MD-CLOUD, Cloud forensic software for extraction and analysis of cloud data
“Anyone of these data intersections can be the subject of forensics; the more routes data takes, the higher the possibility to recover that data,” Jun added.
HancomGMD is planning to launch a new product that recovers data from the cloud, though privacy regulations in each country are expected to be a challenge to overcome.
Autonomous vehicles are also a big opportunity.
“Already we are saving navigation data, driving history, and various data from services that links the car to smartphones. Now we will have sensor data and video data around the cars as well. Autonomous cars will be a centerpiece for digital forensics that will help solve a lot of crimes”, said Jun.

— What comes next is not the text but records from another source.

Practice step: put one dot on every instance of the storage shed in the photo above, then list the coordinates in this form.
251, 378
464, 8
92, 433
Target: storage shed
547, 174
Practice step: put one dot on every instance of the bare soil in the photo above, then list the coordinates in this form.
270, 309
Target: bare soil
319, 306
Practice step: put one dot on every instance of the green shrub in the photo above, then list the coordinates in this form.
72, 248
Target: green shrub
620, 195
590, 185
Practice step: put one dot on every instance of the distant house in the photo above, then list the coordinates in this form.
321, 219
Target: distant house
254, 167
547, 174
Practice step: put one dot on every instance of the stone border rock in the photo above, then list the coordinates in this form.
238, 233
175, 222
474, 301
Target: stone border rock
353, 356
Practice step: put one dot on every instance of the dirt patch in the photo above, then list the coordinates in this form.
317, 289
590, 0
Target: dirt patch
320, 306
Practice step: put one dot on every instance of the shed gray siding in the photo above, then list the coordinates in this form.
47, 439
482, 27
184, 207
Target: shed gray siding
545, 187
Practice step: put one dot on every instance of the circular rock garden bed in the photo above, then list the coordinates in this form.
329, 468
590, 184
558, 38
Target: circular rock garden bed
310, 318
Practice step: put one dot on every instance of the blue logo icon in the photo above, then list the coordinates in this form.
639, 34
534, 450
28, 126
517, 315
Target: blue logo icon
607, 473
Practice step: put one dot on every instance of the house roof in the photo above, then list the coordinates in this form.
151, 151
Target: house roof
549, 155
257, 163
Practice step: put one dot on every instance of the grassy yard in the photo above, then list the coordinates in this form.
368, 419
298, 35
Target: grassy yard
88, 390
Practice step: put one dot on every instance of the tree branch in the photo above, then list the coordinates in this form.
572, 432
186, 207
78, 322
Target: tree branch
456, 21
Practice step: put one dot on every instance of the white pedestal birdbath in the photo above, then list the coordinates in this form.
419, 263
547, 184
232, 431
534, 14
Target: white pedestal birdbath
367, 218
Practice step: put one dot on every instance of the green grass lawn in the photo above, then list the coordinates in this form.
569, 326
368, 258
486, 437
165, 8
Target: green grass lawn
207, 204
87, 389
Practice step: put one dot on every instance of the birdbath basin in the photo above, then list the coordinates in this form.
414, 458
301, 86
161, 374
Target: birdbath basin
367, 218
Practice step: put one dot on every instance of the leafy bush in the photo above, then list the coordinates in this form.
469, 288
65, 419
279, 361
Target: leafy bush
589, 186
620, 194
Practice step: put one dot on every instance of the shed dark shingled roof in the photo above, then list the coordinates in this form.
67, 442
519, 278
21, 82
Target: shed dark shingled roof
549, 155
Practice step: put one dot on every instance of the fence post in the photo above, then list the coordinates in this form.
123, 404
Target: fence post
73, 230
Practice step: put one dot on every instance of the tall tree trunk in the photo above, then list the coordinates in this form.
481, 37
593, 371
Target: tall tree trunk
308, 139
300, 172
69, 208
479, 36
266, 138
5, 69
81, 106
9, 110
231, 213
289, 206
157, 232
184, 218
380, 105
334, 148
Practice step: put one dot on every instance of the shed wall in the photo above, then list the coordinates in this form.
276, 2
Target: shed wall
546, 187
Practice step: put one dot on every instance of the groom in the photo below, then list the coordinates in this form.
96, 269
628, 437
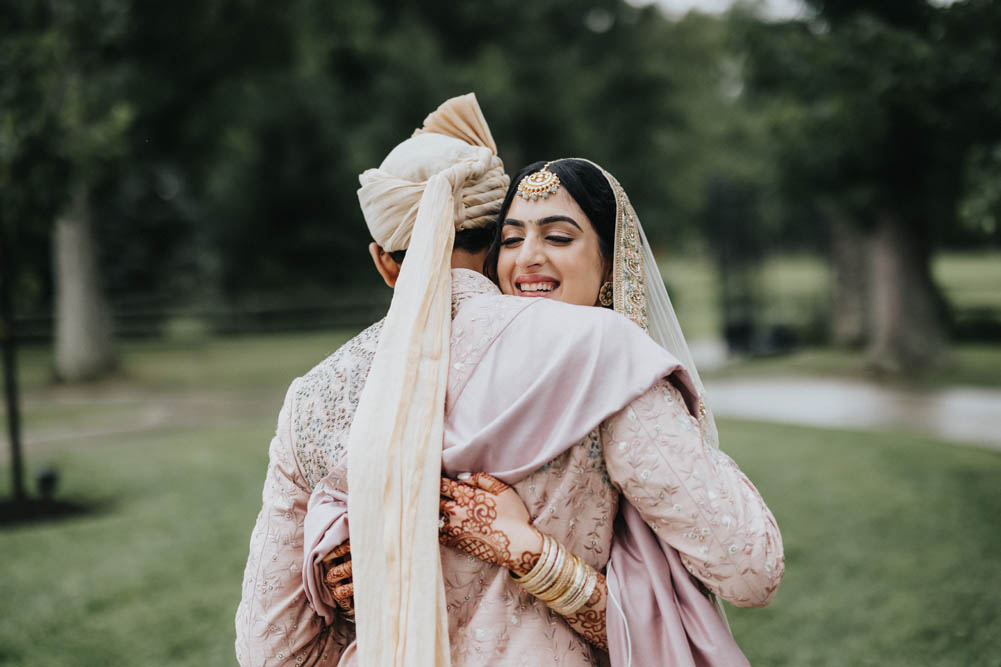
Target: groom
274, 622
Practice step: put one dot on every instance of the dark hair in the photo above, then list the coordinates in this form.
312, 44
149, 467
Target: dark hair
589, 187
470, 240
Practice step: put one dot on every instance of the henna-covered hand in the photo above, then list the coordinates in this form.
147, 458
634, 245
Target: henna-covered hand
589, 620
484, 518
337, 577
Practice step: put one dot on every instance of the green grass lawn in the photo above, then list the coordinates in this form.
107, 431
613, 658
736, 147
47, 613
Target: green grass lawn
892, 542
795, 288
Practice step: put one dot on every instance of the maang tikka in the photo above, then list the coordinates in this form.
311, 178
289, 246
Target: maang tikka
542, 183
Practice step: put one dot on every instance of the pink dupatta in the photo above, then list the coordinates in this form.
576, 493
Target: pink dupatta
545, 376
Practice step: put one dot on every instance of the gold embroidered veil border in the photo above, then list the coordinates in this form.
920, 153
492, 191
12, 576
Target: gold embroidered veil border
639, 293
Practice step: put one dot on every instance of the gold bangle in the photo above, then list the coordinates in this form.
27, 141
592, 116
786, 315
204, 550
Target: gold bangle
591, 583
537, 569
552, 575
543, 568
563, 582
578, 583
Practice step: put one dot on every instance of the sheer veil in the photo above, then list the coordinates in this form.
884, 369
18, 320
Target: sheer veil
640, 294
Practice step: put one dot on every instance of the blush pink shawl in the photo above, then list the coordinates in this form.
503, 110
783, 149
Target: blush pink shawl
545, 375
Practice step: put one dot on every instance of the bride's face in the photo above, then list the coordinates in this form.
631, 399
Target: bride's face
550, 249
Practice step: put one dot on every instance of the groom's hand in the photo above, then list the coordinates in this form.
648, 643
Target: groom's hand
484, 518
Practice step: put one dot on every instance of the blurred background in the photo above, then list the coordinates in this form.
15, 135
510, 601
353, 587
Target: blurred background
180, 236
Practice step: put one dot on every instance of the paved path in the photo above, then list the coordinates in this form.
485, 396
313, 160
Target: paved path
965, 415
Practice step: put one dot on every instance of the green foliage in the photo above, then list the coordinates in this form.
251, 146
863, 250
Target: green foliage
878, 106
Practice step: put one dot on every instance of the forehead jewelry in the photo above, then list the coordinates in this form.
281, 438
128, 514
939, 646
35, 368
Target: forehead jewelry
540, 184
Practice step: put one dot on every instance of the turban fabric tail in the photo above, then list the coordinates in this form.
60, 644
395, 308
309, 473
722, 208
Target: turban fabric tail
394, 455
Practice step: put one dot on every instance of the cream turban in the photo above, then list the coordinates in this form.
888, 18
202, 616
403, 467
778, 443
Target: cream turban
455, 143
446, 176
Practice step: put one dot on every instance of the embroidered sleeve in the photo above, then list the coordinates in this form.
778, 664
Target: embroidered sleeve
274, 623
694, 497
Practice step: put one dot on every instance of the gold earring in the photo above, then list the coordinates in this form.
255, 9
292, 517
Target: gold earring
605, 296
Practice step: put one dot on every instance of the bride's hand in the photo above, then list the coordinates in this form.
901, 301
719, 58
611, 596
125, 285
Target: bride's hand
484, 518
337, 577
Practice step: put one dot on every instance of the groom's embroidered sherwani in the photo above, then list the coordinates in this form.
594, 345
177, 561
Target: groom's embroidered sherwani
693, 496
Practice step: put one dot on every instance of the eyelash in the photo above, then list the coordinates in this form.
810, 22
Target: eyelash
563, 240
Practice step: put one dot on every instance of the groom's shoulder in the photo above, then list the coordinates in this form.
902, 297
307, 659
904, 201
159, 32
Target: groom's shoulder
325, 400
357, 353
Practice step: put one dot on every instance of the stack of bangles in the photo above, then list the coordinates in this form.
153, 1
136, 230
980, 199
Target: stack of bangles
560, 579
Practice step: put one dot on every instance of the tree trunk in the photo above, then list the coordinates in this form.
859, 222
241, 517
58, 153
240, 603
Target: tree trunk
909, 334
9, 342
851, 253
85, 347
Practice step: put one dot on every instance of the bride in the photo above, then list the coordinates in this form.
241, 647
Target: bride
585, 495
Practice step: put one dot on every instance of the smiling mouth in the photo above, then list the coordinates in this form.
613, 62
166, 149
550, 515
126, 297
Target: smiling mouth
536, 288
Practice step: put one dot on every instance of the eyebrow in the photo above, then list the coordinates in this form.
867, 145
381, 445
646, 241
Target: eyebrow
549, 219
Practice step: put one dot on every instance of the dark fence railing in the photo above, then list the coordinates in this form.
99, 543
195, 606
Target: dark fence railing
268, 314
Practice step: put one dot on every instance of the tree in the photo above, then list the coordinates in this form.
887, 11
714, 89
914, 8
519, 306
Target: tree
881, 106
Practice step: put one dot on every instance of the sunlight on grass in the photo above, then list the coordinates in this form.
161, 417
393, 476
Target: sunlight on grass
891, 545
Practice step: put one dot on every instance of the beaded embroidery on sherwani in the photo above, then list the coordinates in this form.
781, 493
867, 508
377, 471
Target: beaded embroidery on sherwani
325, 401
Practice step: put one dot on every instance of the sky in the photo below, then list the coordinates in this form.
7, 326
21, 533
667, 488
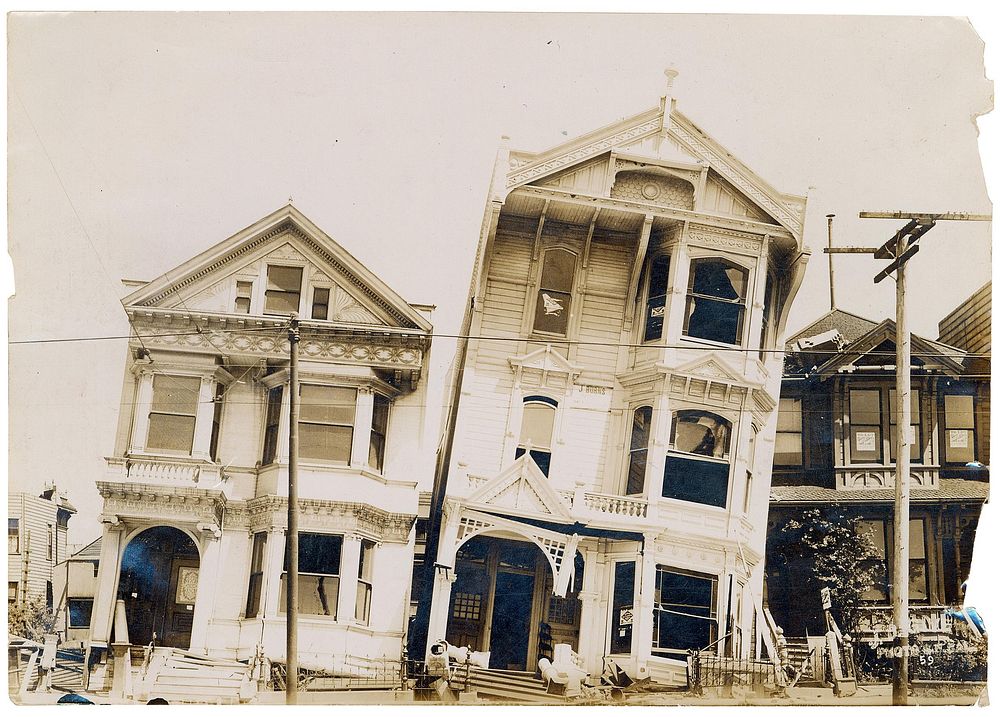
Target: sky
136, 141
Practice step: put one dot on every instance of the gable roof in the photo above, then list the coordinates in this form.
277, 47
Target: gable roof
286, 221
686, 142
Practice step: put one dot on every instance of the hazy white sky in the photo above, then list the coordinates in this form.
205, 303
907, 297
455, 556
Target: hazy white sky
138, 141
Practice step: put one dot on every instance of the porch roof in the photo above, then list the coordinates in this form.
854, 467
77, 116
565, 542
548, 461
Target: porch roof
951, 490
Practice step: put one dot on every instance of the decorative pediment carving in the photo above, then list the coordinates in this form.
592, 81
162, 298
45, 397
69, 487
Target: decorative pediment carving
544, 361
521, 489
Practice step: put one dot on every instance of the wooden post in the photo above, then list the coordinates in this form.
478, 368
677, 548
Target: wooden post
292, 586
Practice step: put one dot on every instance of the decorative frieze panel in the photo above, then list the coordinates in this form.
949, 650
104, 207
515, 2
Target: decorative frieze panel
326, 515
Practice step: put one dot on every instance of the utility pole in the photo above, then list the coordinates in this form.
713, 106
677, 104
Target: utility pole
829, 243
292, 537
900, 248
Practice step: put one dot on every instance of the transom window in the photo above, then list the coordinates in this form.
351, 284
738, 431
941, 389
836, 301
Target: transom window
788, 438
959, 429
319, 574
716, 301
555, 297
284, 287
326, 423
684, 615
537, 421
656, 299
642, 418
697, 465
173, 413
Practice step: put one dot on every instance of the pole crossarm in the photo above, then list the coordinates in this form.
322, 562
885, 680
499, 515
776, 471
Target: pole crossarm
925, 217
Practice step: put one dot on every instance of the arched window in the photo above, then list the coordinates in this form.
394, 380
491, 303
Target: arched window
642, 417
716, 301
656, 297
697, 466
555, 297
537, 422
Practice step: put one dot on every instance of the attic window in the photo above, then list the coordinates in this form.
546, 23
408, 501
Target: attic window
284, 286
243, 291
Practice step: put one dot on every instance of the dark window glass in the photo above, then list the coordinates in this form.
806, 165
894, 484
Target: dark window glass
380, 425
684, 612
80, 610
173, 412
622, 612
659, 270
638, 450
326, 423
244, 289
284, 285
716, 298
321, 303
536, 431
271, 425
256, 573
866, 426
553, 305
213, 449
959, 429
319, 574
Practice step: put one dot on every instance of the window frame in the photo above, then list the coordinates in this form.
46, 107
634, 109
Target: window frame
571, 297
520, 447
335, 592
741, 302
946, 428
268, 291
172, 377
674, 455
650, 297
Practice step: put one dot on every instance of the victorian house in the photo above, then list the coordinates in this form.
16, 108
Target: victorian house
604, 478
194, 511
835, 449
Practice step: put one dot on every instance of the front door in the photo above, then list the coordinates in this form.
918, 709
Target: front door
510, 630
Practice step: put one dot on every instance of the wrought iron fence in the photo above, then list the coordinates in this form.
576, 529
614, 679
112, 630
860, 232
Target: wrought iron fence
707, 670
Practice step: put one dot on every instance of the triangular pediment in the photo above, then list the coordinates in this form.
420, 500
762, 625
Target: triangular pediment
545, 359
521, 489
712, 368
584, 165
238, 276
878, 348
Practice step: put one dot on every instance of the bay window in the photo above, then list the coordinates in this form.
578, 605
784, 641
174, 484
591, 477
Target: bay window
697, 466
537, 422
173, 413
716, 301
555, 292
319, 574
684, 616
326, 423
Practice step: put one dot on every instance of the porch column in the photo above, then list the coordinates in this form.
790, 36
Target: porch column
642, 631
208, 581
590, 643
440, 602
107, 579
350, 559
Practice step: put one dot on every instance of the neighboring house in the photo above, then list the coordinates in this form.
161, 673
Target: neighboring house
194, 501
605, 473
36, 541
836, 446
75, 583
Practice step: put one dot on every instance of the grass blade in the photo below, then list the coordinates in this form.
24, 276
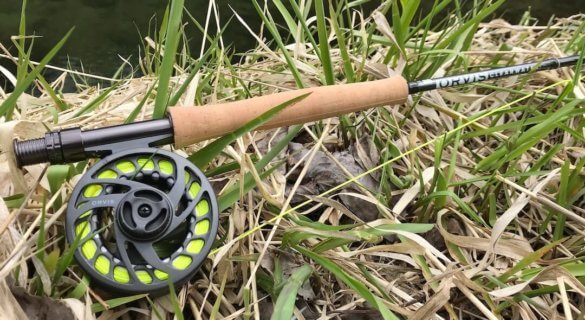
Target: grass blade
171, 43
202, 157
7, 107
285, 304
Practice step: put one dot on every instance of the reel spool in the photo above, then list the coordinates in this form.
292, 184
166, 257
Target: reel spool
141, 218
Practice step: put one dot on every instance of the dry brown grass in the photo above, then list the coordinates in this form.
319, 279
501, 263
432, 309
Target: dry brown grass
463, 268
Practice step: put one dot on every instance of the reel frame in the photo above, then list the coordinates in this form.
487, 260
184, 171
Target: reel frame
150, 195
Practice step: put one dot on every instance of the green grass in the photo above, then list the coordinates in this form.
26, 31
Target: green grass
451, 177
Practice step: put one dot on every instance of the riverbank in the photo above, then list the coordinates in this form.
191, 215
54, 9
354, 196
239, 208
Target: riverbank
463, 207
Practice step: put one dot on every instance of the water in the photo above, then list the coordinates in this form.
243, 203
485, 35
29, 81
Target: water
108, 30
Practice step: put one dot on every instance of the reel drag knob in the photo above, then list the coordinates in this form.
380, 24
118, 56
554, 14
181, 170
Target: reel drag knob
141, 218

Drones are also of increased interest in digital forensics; HancomGMD has hosted classes for investigators that explain its techniques to investigate shot down drones by analyzing wind velocity and their course. It already has over 10 drones, including those made by DJI and major manufacturers, in its database.
HancomGMD has over 15,000 smartphones and tablets by different manufacturers registered in its database; it plans to add more AI speakers, smart TVs, and drones in 2019.
AI, BIG DATA ANALYTICS
The explosion of digital evidence through the rise of 5G and IoT presents another problem, which is how to analyze the immense amount of accumulated data.
“Smartphone forensic market will continue to rise. Drones, vehicles and other IoT devices will further increase uptake for digital. In other words, there is just too much data and too little time for an investigator,” the managing director said.
“And more and bigger data analytics that sort all this data out will be accepted as a scientific investigative method used by investigators.”
Keyword search is obviously available already for texts, but more analytics tools are expected to be developed for video.
“We are adding detection summary for our video recovery programs. Next will be adding object detection such face and car plate numbers: users will input, in a text, the name of the object and the program will search for the correct target among the available data,” he said.
HancomGMD already offers visual guides, such as “Social relationship graphs”, for investigators to put crimes into context. By analyzing the complete set of communication data available to them involved in a crime, the company can draw a map that shows the social relationship, type, and amount of data exchanges between the suspects involved.
"We are already present in 10 countries globally and will meet this growing uptake for digital forensics to expand to 30 countries within three years," said Jun. "Mobile forensics will just get bigger and bigger."